Legion 550piに実装されている「サーマル・モード」にて、「パフォーマンス・モード」と「バランス・モード」でどのくらいの差が出るのかも検証してみました。
TimeSpy 実測値
- パフォーマンス・モード:6562
- バランス・モード:6105
Fire Strike 実測値
- パフォーマンス・モード:15223
- バランス・モード:14403
Night Raid 実測値
- パフォーマンス・モード:41645
- バランス・モード:37633
各テストとも、バランス・モード時よりもパフォーマンス・モードを選択した時の方がスコアが伸びました。
ゲームを快適に楽しむには、「サーマル・モード」は積極的に変えた方がいいでしょう。
PSO2 ニュージェネシス
セガの人気ゲーム「ファンタシースターオンライン2(PSO2)New Genesis」のベンチマークをテストしてみました。
PSO2 ニュージネシスは、2021年に大型アップデートでグラフィックエンジンが新しくなり、全く新しいゲームとして生まれ変わりました。それに伴い、キャラクタークリエイト機能も楽しめるベンチマークテストが無料公開されています。
PSO2 Nwe Genesis 実測値
- フルHD(6 ウルトラ):15554
- フルHD(5 スーパー):16278
かなり負荷のかかるベンチテストですが、解像度をフルHDに設定したところ、かなり快適に動きました。
スコア10000点以上で「快適」と言われているので、かなり優秀な数字です。
FF XIV
スクエアエニックスの超人気ゲーム「ファイナルファンタジーXIV 暁月のフィナーレ」のベンチマークを試しました。
FF XIV 実測値
- 最高画質:14676(とても快適)
- 高品質(Desktop):15676(非常に快適)
FFXIVのベンチマークは比較的軽いので、まったく動作に問題はありませんでした。最高画質でも快適にプレイ可能です。
FF XV
ファイナルファンタジーXVのベンチマークはXIVに比べてかなり重いため、要求スペックが高くなっています。
FF XV 実測値
- 高品質(FHD) :6790(快適)
- 標準品質(FHD) :8721(快適)
- 軽量品質(FHD) :11335(とても快適)
高品質(FHD) でも「快適」なスコアがでました。動作がカクつくようなら画質を落とすことでより快適にプレイできます。
このように、各種ベンチマーク結果によると、Legion 550piは2年前のスペックではありますが、当時30万円近くした機種ということもあり、良好な結果が出ていました。

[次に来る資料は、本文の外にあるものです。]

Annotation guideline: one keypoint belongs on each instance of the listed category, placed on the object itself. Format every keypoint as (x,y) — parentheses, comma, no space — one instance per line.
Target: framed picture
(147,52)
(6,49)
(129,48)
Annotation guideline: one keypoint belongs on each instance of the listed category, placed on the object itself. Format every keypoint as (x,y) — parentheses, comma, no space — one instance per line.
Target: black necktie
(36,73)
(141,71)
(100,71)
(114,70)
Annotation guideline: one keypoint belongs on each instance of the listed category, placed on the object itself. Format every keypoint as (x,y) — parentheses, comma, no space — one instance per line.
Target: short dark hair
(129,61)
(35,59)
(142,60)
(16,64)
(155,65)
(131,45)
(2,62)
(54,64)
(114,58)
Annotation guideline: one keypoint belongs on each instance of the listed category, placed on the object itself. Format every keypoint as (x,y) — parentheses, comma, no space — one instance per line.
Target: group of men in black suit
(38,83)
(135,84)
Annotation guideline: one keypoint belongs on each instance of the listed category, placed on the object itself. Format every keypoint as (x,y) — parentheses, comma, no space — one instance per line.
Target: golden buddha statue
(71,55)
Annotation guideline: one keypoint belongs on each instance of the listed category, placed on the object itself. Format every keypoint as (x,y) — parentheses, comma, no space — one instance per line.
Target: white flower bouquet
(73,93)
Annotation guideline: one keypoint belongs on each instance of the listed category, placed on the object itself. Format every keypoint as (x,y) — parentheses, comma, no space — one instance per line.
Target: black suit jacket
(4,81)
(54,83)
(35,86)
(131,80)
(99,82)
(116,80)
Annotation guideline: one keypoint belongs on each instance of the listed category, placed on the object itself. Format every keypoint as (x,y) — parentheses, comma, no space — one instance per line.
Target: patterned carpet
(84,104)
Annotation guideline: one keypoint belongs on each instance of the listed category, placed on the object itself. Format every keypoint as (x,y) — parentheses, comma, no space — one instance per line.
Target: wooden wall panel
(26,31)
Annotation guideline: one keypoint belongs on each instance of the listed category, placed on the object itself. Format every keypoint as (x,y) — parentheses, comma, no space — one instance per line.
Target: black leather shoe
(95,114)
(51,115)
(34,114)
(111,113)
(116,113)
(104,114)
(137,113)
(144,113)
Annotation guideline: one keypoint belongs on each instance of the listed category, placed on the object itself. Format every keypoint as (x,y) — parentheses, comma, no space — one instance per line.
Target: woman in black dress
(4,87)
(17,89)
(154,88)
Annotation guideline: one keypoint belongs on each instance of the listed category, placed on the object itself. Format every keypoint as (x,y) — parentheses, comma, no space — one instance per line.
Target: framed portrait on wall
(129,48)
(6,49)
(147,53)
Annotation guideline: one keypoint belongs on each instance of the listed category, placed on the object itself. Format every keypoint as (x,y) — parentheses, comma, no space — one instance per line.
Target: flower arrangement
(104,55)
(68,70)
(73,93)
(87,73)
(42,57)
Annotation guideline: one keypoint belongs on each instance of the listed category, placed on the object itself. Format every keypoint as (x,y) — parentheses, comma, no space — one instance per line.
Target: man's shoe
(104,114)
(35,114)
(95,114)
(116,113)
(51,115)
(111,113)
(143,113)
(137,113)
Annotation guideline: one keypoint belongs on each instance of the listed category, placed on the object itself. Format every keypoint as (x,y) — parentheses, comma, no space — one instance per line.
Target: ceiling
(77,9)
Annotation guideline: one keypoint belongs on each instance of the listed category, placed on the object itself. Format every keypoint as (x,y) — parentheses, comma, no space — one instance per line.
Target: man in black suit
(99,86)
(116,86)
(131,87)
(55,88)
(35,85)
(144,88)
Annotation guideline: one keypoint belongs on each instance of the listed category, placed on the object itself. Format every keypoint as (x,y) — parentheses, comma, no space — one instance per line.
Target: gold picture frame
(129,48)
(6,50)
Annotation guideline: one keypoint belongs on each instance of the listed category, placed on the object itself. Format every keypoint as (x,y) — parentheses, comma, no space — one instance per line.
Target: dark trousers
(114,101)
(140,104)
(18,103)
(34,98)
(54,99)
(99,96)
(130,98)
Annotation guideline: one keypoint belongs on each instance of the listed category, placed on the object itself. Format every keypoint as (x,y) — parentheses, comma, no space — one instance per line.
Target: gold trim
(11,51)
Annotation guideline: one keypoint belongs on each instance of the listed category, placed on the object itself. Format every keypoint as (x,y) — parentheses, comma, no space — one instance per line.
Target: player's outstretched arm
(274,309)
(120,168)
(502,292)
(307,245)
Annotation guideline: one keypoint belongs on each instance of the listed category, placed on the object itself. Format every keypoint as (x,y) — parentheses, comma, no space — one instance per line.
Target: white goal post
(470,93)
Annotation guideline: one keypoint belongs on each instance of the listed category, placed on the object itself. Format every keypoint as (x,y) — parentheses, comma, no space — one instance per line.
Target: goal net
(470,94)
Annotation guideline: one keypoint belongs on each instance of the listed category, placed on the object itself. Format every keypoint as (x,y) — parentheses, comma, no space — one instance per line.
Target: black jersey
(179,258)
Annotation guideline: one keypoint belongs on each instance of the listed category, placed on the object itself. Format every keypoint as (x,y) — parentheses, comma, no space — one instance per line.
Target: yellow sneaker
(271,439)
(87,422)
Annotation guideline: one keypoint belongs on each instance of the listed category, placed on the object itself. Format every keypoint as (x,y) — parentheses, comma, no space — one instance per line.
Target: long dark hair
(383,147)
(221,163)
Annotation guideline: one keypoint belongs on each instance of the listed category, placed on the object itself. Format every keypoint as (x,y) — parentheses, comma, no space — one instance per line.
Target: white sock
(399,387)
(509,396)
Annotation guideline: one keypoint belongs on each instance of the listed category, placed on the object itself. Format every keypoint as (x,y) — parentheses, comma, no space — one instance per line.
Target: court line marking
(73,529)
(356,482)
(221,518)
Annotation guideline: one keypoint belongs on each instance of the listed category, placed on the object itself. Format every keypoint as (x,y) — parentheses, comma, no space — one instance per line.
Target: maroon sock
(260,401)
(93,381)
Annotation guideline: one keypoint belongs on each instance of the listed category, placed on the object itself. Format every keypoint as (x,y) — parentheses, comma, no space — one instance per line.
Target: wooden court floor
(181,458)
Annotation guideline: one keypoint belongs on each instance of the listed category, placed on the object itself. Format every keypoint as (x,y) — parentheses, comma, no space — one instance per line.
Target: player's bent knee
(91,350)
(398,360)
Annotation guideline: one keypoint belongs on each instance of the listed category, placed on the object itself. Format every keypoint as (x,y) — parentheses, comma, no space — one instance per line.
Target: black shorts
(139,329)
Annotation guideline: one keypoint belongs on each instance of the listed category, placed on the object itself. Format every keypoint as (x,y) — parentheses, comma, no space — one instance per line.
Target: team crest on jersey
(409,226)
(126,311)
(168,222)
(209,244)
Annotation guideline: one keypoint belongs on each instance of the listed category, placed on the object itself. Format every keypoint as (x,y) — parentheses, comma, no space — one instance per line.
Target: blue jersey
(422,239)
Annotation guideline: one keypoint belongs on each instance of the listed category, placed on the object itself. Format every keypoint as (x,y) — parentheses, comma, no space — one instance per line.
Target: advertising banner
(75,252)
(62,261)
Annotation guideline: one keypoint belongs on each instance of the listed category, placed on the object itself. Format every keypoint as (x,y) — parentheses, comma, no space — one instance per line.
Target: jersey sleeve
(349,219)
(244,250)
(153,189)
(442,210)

まとめ|Lenovo Legion 550piは今でも使えるの?
LenovoのゲーミングノートPC「Legion 550pi」を実機レビューしました。
- 第10世代Core i7にRTX2060搭載
- 15.6型IPS液晶ディスプレイはリフレッシュモード144Hz
- Wi-Fi6対応
- 各種ベンチマーク結果は15万円クラスとして今でも優秀
- Webカメラは非搭載
レビューした印象としてはかなり好感触なPC。
新品のエントリーレベルのゲーミングノートを凌駕する性能を持っているので、2023年現在でも現役で通用するスペックと言っていいでしょう。
ただし中古品の流通はあまりないため、運良く見つけた場合は早めの決断がおすすめです。
また、ゲーミングノートは年々スペックアップしています。
新品のハイコスパモデルも同時に検討するといいでしょう。
この記事が、皆さんの中古パソコン選びの参考になれば幸いです。